Question

If \[ \frac{3}{x + y} + \frac{12}{2x - y} = \frac{7}{3} \text{ and } \frac{6}{x + y} + \frac{18}{2x - y} = \frac{11}{3}, \text{ then } x^2 + y^2 = \]

• A. 34
• B. 41
• C. 25
• D. 7

Hint:

When solving simultaneous equations, defining new variables can often simplify the process. Remember to substitute back carefully to find the final solution.

Answer 1

The Correct Option is B

Step 1: Defining variables.
Let \( a = x + y \) and \( b = 2x - y \). The given equations then become: \[ \frac{3}{a} + \frac{12}{b} = \frac{7}{3} \quad \text{(A)} \] \[ \frac{6}{a} + \frac{18}{b} = \frac{11}{3} \quad \text{(B)} \]

Step 2: Solving the system of equations.
We can multiply equation (A) by 2 and subtract from equation (B) to eliminate \( a \). Multiplying (A) by 2: \[ \frac{6}{a} + \frac{24}{b} = \frac{14}{3} \quad \text{(C)} \] Now subtract equation (B) from equation (C): \[ \left( \frac{6}{a} + \frac{24}{b} \right) - \left( \frac{6}{a} + \frac{18}{b} \right) = \frac{14}{3} - \frac{11}{3} \] \[ \frac{6}{b} = \frac{3}{3} = 1 \] Thus, \[ b = 6 \]

Step 3: Substituting \( b = 6 \) in equation (A).
Substitute \( b = 6 \) in equation (A): \[ \frac{3}{a} + \frac{12}{6} = \frac{7}{3} \] \[ \frac{3}{a} + 2 = \frac{7}{3} \] \[ \frac{3}{a} = \frac{7}{3} - 2 = \frac{1}{3} \] Thus, \[ a = 9 \]

Step 4: Finding \( x^2 + y^2 \).
We now have \( a = x + y = 9 \) and \( b = 2x - y = 6 \).
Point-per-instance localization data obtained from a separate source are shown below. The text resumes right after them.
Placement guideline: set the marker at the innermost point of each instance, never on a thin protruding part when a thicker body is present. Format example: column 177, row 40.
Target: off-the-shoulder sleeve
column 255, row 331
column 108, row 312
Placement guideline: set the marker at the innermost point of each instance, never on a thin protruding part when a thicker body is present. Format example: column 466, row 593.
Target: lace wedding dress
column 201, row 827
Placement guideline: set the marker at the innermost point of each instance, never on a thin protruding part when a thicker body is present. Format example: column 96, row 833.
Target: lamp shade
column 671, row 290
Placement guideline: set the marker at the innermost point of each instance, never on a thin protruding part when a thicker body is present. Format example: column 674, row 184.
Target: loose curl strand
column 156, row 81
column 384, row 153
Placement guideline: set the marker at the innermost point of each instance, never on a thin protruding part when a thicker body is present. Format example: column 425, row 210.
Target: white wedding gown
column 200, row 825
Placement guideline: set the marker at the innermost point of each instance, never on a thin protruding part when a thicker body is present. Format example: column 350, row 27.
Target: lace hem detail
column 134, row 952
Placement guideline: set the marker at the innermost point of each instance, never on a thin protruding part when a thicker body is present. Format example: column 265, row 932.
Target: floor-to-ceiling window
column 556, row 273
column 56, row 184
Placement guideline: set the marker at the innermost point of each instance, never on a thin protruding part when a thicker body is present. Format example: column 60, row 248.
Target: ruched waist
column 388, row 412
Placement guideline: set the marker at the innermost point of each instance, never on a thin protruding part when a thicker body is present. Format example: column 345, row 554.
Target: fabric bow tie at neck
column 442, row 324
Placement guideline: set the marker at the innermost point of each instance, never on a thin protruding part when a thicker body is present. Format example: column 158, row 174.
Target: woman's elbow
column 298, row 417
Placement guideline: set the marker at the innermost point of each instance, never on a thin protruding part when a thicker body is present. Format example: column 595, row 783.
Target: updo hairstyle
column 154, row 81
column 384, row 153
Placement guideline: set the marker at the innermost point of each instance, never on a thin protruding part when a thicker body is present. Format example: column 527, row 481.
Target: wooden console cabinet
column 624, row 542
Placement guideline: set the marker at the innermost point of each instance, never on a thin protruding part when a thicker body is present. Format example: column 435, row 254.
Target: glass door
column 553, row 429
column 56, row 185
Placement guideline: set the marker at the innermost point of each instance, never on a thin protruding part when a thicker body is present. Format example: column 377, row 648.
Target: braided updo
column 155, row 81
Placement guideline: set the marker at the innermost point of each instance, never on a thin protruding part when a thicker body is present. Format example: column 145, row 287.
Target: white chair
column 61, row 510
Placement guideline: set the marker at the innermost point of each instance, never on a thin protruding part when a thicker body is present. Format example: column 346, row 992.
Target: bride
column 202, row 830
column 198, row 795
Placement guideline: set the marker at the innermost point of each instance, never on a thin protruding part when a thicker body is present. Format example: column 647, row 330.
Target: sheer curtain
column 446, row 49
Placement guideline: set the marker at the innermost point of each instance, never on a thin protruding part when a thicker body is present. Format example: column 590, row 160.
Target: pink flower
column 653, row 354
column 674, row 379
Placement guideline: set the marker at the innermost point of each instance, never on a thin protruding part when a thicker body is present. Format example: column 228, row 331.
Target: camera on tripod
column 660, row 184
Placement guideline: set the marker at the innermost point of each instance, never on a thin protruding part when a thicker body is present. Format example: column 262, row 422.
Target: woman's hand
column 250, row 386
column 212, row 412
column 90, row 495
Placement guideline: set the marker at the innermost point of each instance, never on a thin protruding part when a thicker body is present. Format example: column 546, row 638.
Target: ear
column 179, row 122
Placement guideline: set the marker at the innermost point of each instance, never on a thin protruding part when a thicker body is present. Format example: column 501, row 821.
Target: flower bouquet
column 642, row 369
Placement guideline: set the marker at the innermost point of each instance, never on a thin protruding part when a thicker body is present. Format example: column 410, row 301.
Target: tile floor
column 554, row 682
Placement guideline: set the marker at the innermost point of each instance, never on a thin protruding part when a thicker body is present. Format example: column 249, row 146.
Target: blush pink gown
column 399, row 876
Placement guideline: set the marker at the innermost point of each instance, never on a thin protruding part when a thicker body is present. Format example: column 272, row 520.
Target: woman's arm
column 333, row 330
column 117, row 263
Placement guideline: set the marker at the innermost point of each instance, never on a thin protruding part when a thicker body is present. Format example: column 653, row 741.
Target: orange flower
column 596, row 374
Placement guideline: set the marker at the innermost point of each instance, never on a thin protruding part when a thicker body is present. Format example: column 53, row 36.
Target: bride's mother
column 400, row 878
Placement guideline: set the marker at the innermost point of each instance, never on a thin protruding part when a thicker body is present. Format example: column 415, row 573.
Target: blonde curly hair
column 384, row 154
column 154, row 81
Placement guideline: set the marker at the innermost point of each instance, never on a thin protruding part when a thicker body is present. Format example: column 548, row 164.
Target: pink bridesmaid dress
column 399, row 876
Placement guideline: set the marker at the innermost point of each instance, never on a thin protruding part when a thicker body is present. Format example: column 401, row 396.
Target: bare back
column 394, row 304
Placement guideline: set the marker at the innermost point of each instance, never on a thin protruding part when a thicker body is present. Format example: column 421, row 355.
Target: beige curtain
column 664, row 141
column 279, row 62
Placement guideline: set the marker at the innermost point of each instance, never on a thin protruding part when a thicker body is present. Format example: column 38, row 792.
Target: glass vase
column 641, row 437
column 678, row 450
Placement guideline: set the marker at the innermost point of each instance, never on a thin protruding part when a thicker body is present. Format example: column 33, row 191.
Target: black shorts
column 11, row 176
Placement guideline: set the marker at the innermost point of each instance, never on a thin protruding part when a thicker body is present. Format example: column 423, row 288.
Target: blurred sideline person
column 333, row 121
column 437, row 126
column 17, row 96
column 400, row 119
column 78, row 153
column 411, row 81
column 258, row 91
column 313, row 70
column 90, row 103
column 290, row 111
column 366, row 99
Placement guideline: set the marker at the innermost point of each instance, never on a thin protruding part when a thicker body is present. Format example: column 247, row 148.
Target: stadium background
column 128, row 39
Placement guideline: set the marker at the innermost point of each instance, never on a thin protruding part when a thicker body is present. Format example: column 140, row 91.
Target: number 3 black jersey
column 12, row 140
Solve these two equations: 1) \( x + y = 9 \)
2) \( 2x - y = 6 \) Add these equations: \[ x + y + 2x - y = 9 + 6 \] \[ 3x = 15 \] \[ x = 5 \] Substitute \( x = 5 \) into \( x + y = 9 \): \[ 5 + y = 9 \] \[ y = 4 \] Finally, calculate \( x^2 + y^2 \): \[ x^2 + y^2 = 5^2 + 4^2 = 25 + 16 = 41 \]

Final Answer: 41.